Avocado Salad with a dash of Olive oil . Plain Lebene , with an Apple. Yogurt with sweet mandarins and pineapples.

SonicMan46

#1215
Great experience for golf lovers!  :D

Returning home (Winston-Salem, NC) from our short Myrtle Beach, South Carolina vacation - decided to make a 'on the way' stop in Pinehurst, NC for lunch - Pinehurst, Southern Pines, and environs have hundreds of golf courses in the area, many of historic interest, including the famed No. 2 (US Open that Payne Stewart won most recently!).

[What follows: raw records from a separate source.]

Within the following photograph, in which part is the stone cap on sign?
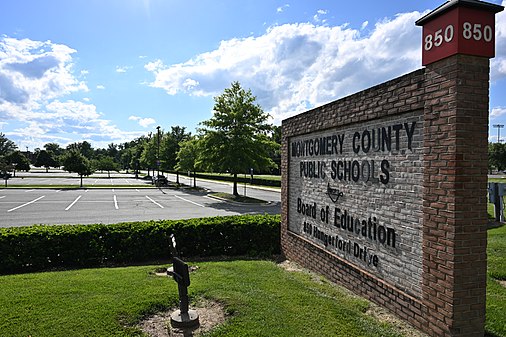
[415,0,504,26]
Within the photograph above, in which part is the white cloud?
[145,12,422,123]
[128,116,156,128]
[0,36,88,109]
[490,1,506,81]
[116,66,132,73]
[276,4,290,13]
[313,9,328,23]
[490,106,506,118]
[0,36,142,148]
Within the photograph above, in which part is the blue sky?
[0,0,506,150]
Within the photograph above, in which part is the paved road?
[0,172,280,227]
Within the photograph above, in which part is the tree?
[44,143,65,167]
[197,82,277,195]
[62,150,93,187]
[160,126,191,183]
[6,151,30,177]
[67,141,94,159]
[488,143,506,171]
[175,137,199,187]
[94,156,119,178]
[140,137,158,175]
[0,132,17,157]
[33,150,60,173]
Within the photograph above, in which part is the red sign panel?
[422,7,495,65]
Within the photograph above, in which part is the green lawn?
[486,225,506,337]
[0,261,408,337]
[0,222,506,337]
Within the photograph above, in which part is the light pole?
[494,124,504,143]
[156,125,160,179]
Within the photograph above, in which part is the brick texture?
[281,55,489,336]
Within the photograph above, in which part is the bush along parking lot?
[0,215,280,274]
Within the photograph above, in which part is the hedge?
[0,215,280,274]
[169,171,281,187]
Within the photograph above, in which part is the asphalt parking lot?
[0,174,280,227]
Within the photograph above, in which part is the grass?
[0,261,406,337]
[210,192,265,204]
[485,225,506,337]
[0,226,506,337]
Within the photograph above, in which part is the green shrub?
[0,215,280,274]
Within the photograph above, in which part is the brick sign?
[288,111,423,294]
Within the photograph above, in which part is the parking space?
[0,188,279,227]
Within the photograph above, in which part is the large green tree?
[139,136,158,175]
[6,151,30,176]
[67,141,95,159]
[0,132,17,157]
[488,143,506,171]
[197,82,277,195]
[33,150,60,173]
[62,149,93,187]
[93,156,120,178]
[160,126,191,171]
[175,137,199,187]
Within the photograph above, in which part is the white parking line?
[146,195,164,208]
[65,195,82,211]
[174,194,206,207]
[7,195,45,213]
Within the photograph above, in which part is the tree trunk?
[233,173,239,197]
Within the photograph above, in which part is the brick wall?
[281,55,489,336]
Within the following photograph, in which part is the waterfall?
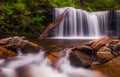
[52,7,109,38]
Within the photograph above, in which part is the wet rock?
[90,36,112,51]
[69,51,92,68]
[0,46,17,58]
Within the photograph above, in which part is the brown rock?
[90,36,112,51]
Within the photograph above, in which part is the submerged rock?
[0,46,17,58]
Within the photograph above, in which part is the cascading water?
[52,7,108,38]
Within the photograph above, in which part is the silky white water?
[52,7,108,38]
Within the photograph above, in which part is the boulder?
[0,46,17,58]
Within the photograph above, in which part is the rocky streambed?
[0,36,120,77]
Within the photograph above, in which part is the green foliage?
[87,0,115,11]
[3,3,14,15]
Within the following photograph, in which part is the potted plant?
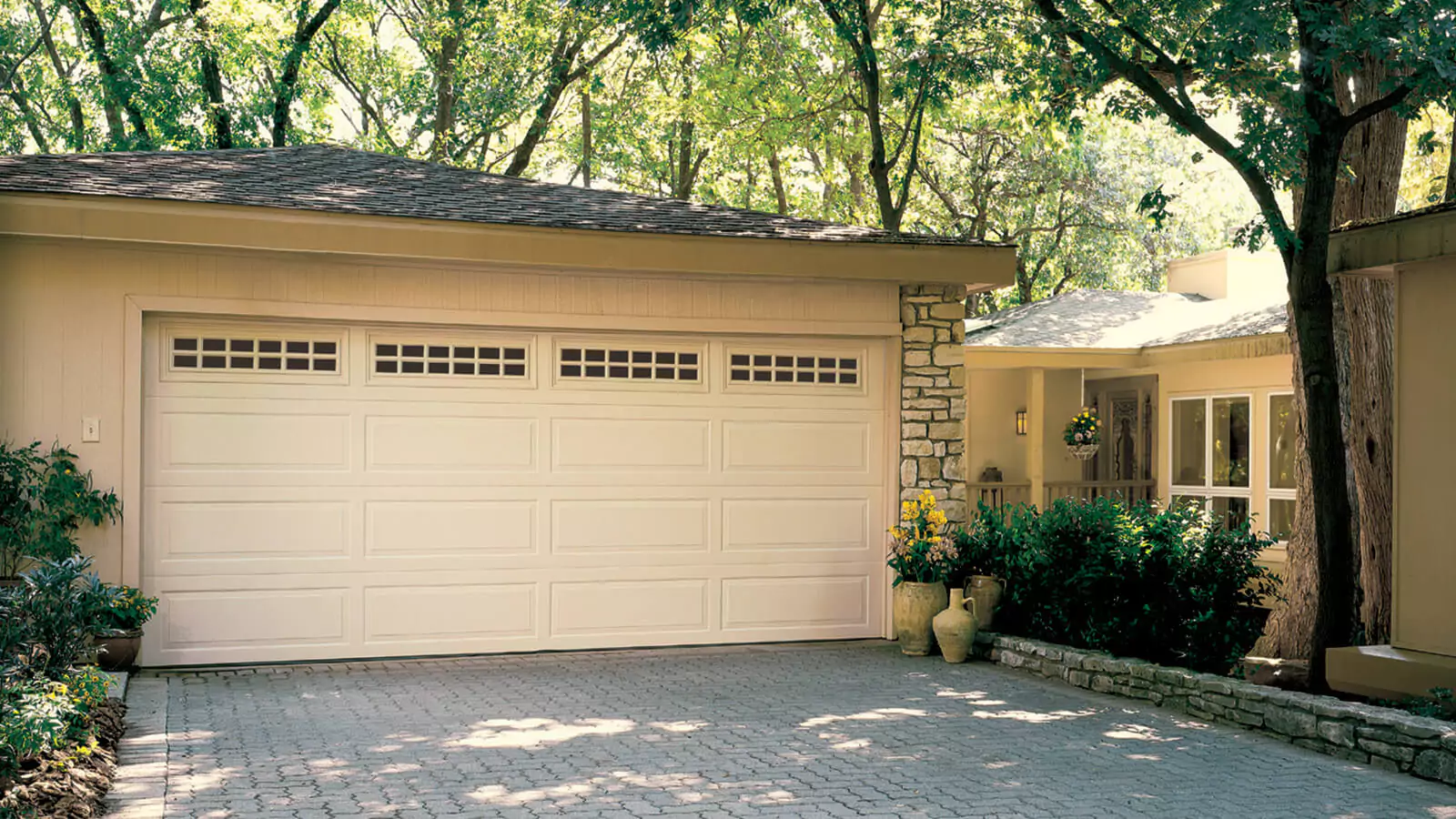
[0,441,121,586]
[1061,407,1102,460]
[886,490,958,656]
[92,584,157,672]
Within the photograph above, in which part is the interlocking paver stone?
[107,642,1456,819]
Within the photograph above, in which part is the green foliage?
[956,499,1274,673]
[99,584,157,632]
[886,490,959,586]
[0,441,121,577]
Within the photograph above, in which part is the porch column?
[900,284,966,523]
[1026,368,1046,509]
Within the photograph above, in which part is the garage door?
[143,318,893,666]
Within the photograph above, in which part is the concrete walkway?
[114,642,1456,819]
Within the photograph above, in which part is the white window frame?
[1163,392,1269,516]
[1264,389,1299,547]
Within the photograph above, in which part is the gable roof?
[0,145,996,245]
[966,290,1287,349]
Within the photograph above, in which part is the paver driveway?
[118,642,1456,819]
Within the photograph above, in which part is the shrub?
[956,499,1274,673]
[0,441,121,577]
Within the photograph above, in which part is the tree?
[1034,0,1456,685]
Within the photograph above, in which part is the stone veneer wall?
[974,632,1456,785]
[900,284,966,523]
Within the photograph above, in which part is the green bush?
[956,499,1274,673]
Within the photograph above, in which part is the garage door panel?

Stopped @ the Pinehurst Hotel, c. 1895 w/ great golf memorabilia (signed photos, old golf clubs, etc.) - venerable dining room - lunch was quite good, well prepared, & delicious - a 'change of pace' from our coastal experience (and done intentionally) - LOML decided to have a BURGER!  Wonderful bun (thin) - she added onions & bleu cheese (which came thick & in chunks!), along w/ some great french fries (thin, crispy - really like French frittes!) - for some reason, she did not talk to me during lunch!  ;) ;D

I decided on a wrap of seasoned chicken/pastrami w/ veggies & a light sauce - quite good; came w/ onion rings (we don't eat this kind of stuff anymore, but we shared the fries & onion rings w/ DELIGHT!  Wish this stuff was really good for us @ our ages!).  Decided to split a wonderful berry tart dessert - wonderful!).  :P


Bogey

Very colorful hard boiled eggs from yesterday's hunt!  ;)
There will never be another era like the Golden Age of Hollywood.  We didn't know how to blow up buildings then so we had no choice but to tell great stories with great characters.-Ben Mankiewicz

Lilas Pastia

Quote from: Sergeant Rock on March 21, 2008, 12:56:44 PM

I opened a special bottle of wine: a 1996 Alsation Riesling, Grand Cru Schoenenbourg from Domaine Mittnacht-Klack in Riquewihr:


Sarge

Back in 2004 we spent a few days and nights in the Colmar region, and I recall visiting Riquewihr as well as all the other "wihrs" of the areas: Niedermorschwir (where we stayed, right across a very narrow street from a wine merchant ;D), Obermorschwir, Orschwihr, Mittlewihr, Ammerschwir, Gueberschwihr, etc.  Riquewihr is the alsatian Epernay, the town where most wine merchants have a 'maison'.
This is Riquewihr:

uffeviking

Looking at those beautiful pictures, André, makes me hungry for a wooden plate of cheese and Schwarzbrot and a glass - or two! - of the Hauswein in any Wirtshaus along those streets!  :D

Lilas Pastia

#1219
Lis, if my wife hadn't inadvertently sat on the lens of our Nikon in Meersburg am Bodensee, Id have tons of pictures to show  :P. Unfortunately I have to rely on web sites to convey the absolute enchantment of the alsatian countryside. But we did have käse u. schwarzbrot for breakfast at our B&B - plus the traditional croissants, butter and jams  :D. And I had the most divine jambonneau confit (wädele) you could dream of in one of those 16th century houses that  are still widely preserved in the small villages (I believe it was Türckheim or Eguisheim).  :D.